Steht im Handbuch deines Monitors (hoffentlich...)

----------

## ChrisJumper

 *franzf wrote:*   

>  *Brain Fury wrote:*   hm ja wenn ich wüsste was da der richtige wert ist... 
> 
> Steht im Handbuch deines Monitors (hoffentlich...)

 

??? Hier geht es doch um Fernseher oder?!

Sollte aber auch in der Fernseh-Anleitung stehen oder notfalls auf der Hersteller-Seite im Internet ;)

Allerdings..? Ist es nicht normal das das Bild auf einem Fernseher eher unscharf wirkt? Ich mein ein normaler Fernseher hat ja nicht grade eine hohe Auflösung..

Lg Chris

----------

## Brain Fury

Hm ja.. Handbuch....

Ich hab den Fernseher schon ein paar Jahre und der is schon 2 mal mit mir umgezogen....

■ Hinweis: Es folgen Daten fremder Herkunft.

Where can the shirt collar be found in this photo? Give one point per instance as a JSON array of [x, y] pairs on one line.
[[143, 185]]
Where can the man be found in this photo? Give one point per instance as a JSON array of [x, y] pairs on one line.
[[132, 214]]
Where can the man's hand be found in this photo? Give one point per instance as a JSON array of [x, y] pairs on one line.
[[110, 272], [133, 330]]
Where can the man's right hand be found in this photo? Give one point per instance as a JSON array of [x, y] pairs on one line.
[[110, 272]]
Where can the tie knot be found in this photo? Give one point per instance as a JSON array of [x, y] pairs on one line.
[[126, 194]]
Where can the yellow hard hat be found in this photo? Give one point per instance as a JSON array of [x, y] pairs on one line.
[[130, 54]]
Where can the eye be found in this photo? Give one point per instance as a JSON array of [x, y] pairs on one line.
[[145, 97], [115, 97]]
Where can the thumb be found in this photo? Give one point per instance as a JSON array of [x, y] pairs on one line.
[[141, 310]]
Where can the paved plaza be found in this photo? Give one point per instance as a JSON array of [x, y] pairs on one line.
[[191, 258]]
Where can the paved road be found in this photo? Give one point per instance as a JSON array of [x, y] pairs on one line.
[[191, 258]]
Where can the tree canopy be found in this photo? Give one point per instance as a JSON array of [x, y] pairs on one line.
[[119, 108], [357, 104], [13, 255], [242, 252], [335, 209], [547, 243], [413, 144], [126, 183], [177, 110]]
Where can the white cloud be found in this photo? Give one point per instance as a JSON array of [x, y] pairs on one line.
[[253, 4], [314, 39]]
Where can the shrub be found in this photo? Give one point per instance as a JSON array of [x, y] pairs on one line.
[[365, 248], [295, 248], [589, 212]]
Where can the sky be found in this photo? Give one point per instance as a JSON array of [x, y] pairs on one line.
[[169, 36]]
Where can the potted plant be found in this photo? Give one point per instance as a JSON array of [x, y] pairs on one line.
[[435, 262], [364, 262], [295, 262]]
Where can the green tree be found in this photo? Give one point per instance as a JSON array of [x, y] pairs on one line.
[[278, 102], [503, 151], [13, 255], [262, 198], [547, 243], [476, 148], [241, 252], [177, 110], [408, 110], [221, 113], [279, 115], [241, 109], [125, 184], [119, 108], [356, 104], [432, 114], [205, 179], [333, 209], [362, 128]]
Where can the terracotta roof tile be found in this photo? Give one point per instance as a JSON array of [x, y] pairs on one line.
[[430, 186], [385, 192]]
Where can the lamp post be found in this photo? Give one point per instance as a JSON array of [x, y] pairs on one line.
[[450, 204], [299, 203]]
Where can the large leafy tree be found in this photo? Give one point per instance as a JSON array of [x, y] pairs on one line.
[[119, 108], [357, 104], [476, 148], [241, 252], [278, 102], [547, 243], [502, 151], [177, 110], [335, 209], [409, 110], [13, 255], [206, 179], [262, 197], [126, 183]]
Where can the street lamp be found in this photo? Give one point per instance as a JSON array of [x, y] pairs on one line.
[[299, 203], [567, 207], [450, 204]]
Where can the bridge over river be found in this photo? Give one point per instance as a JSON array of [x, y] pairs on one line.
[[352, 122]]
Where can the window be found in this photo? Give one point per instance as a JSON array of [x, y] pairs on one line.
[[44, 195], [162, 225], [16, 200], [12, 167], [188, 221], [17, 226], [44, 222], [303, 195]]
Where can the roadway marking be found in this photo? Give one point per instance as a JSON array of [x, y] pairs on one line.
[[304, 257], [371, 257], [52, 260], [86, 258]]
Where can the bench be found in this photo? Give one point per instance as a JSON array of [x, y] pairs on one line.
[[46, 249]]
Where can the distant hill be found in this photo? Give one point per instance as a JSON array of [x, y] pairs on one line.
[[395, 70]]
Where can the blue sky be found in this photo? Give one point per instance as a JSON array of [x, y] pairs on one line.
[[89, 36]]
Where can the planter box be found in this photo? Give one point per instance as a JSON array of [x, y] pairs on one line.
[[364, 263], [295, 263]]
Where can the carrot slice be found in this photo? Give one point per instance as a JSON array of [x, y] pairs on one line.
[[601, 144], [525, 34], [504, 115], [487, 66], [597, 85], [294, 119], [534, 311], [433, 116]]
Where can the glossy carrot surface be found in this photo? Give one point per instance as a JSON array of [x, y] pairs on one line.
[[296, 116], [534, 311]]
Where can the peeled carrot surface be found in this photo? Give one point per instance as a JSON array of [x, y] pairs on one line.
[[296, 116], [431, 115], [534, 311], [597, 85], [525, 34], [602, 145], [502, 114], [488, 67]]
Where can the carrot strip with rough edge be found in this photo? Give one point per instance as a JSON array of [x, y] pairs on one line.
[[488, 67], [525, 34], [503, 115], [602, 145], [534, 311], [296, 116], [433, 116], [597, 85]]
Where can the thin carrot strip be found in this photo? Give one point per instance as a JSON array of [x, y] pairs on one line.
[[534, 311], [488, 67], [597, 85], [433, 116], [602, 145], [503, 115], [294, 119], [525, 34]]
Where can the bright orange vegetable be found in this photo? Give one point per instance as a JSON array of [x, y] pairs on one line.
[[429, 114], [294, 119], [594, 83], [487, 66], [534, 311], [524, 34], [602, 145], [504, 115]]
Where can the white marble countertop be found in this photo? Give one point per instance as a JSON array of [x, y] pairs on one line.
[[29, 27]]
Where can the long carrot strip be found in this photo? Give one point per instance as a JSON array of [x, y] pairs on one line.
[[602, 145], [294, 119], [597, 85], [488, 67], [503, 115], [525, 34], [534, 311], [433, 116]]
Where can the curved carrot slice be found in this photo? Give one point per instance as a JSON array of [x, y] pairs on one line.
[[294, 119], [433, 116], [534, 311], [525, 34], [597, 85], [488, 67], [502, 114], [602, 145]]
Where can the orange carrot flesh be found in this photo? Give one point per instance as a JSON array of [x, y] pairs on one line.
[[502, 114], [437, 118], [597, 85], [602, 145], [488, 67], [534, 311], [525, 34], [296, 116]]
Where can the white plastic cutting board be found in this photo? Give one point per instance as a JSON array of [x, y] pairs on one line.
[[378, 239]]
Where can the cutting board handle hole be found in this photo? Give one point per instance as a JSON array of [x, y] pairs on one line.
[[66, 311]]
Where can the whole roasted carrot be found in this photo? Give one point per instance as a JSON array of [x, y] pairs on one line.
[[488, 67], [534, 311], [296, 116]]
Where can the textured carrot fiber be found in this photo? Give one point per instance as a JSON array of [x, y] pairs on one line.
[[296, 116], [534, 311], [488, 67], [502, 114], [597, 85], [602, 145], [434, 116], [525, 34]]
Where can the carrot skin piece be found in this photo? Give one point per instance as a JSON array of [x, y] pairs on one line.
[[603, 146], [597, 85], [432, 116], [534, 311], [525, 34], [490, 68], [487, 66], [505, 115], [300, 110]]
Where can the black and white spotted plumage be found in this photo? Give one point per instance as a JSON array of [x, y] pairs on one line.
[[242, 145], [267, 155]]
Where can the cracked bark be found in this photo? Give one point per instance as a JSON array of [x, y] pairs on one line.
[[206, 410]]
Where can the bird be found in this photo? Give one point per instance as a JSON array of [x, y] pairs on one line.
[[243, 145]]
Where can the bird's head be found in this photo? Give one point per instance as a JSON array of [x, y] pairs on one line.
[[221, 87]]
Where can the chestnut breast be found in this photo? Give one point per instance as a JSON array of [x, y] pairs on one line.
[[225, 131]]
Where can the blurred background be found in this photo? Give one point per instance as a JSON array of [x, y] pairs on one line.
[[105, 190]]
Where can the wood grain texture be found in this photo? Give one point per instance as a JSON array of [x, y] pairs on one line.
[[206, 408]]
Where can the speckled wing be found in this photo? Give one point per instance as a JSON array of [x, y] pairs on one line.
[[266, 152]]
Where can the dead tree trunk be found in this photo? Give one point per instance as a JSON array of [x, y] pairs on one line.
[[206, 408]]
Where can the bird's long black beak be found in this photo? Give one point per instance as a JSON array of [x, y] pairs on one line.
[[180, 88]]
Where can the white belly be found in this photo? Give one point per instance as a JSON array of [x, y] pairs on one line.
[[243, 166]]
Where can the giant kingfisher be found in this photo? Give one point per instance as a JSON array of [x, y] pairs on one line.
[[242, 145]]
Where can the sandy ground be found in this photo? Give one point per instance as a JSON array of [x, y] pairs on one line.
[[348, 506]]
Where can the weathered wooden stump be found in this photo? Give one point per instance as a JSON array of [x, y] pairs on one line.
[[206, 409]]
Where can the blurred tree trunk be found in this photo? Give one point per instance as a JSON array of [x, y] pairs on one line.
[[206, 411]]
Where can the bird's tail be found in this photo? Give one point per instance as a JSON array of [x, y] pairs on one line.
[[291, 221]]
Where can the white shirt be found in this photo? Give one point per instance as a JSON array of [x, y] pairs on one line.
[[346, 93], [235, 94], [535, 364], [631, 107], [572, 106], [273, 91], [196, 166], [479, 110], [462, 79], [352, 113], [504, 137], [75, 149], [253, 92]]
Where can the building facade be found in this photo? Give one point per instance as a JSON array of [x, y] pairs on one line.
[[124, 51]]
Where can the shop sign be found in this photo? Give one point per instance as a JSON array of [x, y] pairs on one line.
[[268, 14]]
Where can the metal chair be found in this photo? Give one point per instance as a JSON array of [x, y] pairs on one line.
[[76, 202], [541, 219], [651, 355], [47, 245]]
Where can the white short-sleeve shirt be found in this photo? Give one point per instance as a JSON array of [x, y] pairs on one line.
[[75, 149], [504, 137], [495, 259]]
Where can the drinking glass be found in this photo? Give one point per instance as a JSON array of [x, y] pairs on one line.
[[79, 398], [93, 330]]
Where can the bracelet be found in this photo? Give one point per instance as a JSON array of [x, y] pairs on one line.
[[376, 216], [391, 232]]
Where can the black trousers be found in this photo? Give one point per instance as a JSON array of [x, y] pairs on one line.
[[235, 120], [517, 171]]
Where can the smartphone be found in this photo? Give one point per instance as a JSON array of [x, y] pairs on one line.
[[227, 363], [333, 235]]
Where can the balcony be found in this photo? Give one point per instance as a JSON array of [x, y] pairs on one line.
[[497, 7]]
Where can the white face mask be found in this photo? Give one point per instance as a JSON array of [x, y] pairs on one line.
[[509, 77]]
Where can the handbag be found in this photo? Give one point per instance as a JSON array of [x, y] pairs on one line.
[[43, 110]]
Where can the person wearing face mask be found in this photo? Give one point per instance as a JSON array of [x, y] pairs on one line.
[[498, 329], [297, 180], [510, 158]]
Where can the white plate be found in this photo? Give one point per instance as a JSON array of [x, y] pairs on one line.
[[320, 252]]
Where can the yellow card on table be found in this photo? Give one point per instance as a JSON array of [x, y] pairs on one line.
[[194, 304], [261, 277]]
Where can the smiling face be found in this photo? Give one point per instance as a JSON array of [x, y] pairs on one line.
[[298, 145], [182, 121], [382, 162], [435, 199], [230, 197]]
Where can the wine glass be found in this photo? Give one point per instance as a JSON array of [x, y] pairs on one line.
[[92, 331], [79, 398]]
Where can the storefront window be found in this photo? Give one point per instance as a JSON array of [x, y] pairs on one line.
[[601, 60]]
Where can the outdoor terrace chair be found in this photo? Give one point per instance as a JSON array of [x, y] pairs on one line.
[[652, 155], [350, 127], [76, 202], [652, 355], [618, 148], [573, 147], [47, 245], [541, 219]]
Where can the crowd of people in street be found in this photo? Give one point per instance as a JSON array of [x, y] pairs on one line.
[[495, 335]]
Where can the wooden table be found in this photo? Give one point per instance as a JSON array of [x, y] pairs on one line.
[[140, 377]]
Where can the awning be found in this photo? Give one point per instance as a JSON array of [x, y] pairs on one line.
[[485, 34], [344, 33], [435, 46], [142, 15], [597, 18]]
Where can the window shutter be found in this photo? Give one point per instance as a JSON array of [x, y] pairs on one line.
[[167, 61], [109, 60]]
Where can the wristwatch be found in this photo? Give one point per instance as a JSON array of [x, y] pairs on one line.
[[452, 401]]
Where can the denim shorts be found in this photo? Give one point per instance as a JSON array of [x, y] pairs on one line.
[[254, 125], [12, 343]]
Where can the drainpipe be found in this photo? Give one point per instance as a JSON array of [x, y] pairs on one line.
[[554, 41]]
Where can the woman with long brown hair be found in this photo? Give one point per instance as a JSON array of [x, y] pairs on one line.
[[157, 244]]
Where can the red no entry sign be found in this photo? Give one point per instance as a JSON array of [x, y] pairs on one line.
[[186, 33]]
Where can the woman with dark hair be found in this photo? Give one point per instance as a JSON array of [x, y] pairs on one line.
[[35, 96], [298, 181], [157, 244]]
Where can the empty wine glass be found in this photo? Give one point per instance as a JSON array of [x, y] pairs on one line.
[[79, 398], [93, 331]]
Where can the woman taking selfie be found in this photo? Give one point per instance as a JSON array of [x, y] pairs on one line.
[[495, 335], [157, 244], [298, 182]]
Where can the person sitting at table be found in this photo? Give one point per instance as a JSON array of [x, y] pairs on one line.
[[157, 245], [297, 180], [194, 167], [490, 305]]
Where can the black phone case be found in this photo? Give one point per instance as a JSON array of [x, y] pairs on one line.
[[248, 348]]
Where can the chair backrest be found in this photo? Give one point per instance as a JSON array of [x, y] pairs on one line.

Er ist von Philips, das steht drauf  :Wink:  Aber welches Modell keine ahnung...

Und das Bild ist nicht unscharf, es fehlen definitiv einzelne Zeilen. Z.B. kommt es vor, dass bei einem großen E der mittlere Strich komplett weg ist...

[edit]

okay ich hab die Modelnummer gefunden. Es ist ein Philips 21PT2665/00, leider steht dazu nichts hilfreiches auf der Homepage von Philips... Weder auf dem Datenblatt noch im Handbuch

----------

## bbgermany

Hi,

mit großer Warscheinlichkeit handelt es sich um ein 50Hz Model. Alternativ kannst du auch mal 100Hz ausprobieren. Dazwischen sieht das ganze immer schlecht aus, da das Fernsehbild (egal ob über Kabel, Antenne oder SAT) nur mit 50Hz oder 100Hz angezeigt wird. IIRC hat das was mit der Frequenz des Stromes zu tun, aber ich kann mich da auch irren.

MfG. Stefan

----------

## Brain Fury

irgendwie sieht das alles kein stück anders aus, ganz egal was ich in der xorg.conf auch umschreibe...

----------

## bbgermany

 *ChrisJumper wrote:*   

> Allerdings..? Ist es nicht normal das das Bild auf einem Fernseher eher unscharf wirkt? Ich mein ein normaler Fernseher hat ja nicht grade eine hohe Auflösung..
> 
> Lg Chris

 

Da hast du recht, das normale Fernsehbild hat doch eh nur eine Auflösung von 720x576. Nur HDTV kann mehr haben  :Wink: 

MfG. Stefan

----------

## Brain Fury

Ich hab das Problem gelößt.. aber die Lösung gefällt mir ganz und garnicht.

Ich habe auf den 8776-r1 Treiber downgedradet. Aber das Problem dadurch zu lösen, dass ich einen ein Jahr alten Treiber installiere scheint mir nicht richtig. Also wenn ihr noch weiter gute Ideen habt.. bitte.

[edit]

Okay jetzt hab ich das Problem auch richtig gelößt... es scheint, dass der 1.0.9639 Treiber den ich vorher hatte kaputte TV-Out Unterstützung hatte.

Der Aktuelle 96.43.01 Treiber tut ganz wunderbar seinen Dienst..

Ich danke euch für eure Hilfe

----------